Secondly, (see my previous post on cohort studies) this is a retrospective observational study which comes with its own limitations - we are relying on case note review which is often unreliable

Thirdly, there is no control group to compare with which can be problematic

The study defines 'clinical effectiveness' as being disability free for 5 years but we must remember the natural history of MS - it can take many years to go from RRMS to SPMS and therefore these people may have been simply captured early in their disease course. This becomes more relevant when one thinks about the fact by 9 years follow-up, the study only had data on less than 50% of the cohort.

The MRI data is also a cause for concern - comparing Gd-enhancing lesions from onset of treatment to last date of follow up is deceptive; these lesions do not represent long term acquired disability but recent areas of inflammation. Indeed, we would expect less of these in any case at the later stages of MS as relapses tail off and disability builds up. 

All in all, this is an interesting study, however I would have liked to have seen it done by an independent group who did not have a vested interest in Copaxone. 

Arnal-García C, Amigo-Jorrin MD, López-Real AM, Lema-Devesa C, Llopis N, Rosa RS; XPERIENCIA-5 Study Group. Long-term effectiveness of glatiramer acetate in clinical practice conditions.

J Clin Neurosci. 2014 Sep. pii: S0967-5868(14)00490-1. doi: 10.1016/j.jocn.2014.05.045. [Epub ahead of print]

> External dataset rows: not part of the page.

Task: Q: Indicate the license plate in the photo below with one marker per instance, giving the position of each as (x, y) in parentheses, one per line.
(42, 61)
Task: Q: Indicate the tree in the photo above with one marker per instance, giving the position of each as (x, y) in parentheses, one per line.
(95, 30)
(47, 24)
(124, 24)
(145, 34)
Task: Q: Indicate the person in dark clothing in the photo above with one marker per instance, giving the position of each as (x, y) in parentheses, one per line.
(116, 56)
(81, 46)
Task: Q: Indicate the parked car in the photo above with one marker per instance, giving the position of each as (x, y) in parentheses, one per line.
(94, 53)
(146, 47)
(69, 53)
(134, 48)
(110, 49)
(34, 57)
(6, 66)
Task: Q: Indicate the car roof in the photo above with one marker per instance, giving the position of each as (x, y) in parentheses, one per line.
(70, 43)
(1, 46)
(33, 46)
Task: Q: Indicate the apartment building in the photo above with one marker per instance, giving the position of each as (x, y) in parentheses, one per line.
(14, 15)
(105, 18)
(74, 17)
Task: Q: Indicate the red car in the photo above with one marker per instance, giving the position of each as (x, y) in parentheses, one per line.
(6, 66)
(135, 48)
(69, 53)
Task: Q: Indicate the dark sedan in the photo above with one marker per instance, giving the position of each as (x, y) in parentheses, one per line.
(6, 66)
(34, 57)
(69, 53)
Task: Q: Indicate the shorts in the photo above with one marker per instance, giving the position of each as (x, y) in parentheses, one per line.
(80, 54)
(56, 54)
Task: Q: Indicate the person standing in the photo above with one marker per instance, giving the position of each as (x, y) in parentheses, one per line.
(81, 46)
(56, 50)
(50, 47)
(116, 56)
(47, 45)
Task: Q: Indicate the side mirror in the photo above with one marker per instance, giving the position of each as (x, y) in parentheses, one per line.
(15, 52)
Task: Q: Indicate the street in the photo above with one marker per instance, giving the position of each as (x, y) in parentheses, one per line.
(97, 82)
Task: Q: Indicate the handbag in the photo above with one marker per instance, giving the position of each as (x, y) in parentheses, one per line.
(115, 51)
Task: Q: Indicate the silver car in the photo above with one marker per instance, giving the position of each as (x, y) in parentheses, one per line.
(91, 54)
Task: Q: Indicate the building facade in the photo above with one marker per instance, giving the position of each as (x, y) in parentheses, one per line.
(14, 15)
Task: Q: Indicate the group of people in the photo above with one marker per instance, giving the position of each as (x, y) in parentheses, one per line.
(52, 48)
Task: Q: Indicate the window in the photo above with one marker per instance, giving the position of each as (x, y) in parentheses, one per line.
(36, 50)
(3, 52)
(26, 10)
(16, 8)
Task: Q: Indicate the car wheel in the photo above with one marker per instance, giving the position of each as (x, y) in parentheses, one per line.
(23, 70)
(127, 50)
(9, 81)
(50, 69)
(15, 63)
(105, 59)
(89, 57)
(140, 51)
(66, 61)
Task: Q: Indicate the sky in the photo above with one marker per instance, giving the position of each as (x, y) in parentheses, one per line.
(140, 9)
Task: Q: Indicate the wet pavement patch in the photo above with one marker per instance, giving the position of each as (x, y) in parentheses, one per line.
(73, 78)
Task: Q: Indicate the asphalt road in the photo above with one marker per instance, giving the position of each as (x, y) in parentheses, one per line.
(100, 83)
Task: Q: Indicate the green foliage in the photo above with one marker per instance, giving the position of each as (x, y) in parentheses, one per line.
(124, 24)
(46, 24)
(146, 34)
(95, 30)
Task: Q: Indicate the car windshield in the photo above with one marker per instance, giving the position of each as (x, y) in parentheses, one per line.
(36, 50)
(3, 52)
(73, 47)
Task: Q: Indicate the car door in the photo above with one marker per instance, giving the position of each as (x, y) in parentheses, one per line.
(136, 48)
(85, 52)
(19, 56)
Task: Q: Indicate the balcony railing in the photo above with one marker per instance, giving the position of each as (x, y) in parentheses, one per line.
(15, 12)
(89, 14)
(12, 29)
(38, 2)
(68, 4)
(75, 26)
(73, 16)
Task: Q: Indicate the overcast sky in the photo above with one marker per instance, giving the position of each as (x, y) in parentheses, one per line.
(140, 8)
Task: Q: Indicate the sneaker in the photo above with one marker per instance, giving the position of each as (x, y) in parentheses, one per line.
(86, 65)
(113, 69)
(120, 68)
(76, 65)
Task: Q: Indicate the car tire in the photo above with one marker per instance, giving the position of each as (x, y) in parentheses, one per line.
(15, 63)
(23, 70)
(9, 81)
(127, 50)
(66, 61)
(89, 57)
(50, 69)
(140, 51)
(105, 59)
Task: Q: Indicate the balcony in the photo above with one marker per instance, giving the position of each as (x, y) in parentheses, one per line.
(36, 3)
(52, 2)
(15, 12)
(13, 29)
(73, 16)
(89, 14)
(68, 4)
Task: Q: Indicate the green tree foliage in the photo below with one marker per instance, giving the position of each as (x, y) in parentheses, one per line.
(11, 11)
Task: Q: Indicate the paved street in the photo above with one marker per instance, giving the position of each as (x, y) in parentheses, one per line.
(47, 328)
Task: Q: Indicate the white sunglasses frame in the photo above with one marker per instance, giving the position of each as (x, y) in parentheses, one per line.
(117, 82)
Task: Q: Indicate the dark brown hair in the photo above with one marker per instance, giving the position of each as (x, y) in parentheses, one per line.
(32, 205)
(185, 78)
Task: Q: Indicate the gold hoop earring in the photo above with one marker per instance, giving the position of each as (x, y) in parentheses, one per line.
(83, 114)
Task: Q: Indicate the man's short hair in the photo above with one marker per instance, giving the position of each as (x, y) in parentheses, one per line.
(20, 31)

Glatiramer acetate currently represents one of the main treatments for relapsing-remitting multiple sclerosis (RRMS). However, the information available about its long-term effect in clinical practice is still limited. Thus, this multicenter retrospective cohort study aimed to assess the long-term effectiveness of glatiramer acetate in this setting. 

The study population included RRMS patients treated with glatiramer acetate for at least 5years after its marketing authorization and the primary endpoint was long-term clinical effectiveness, defined as absence of disability progression for at least five consecutive years. A total of 149 patients were included into the study, who had received glatiramer acetate for a mean of 6.9±1.4years (5years, n=149; 6years, n=112; 7years, n=63; 8years, n=32; 9years, n=21). 
More than 85% of patients remained free from disability progression through years 1 to 9 of glatiramer acetate treatment, and 75.2% showed absence of disability progression for at least five consecutive years. Expanded Disability Status Scale (EDSS) scores were maintained, with most patients showing stable/improved EDSS and 92.6% sustaining EDSS <6. Decreased annual relapse rates and increased proportion of relapse-free patients were maintained during the whole glatiramer acetate treatment compared to the year prior to its authorization (p<0.001). The number of gadolinium-enhanced T1-weighted lesions also decreased from pre-glatiramer-acetate assessment to last follow-up whilst on glatiramer acetate (p<0.05). 
In conclusion, administration of glatiramer acetate shows long-term clinical effectiveness for RRMS treatment; its effect under clinical practice conditions slowed disability progression and reduced relapse occurrence for up to 9years.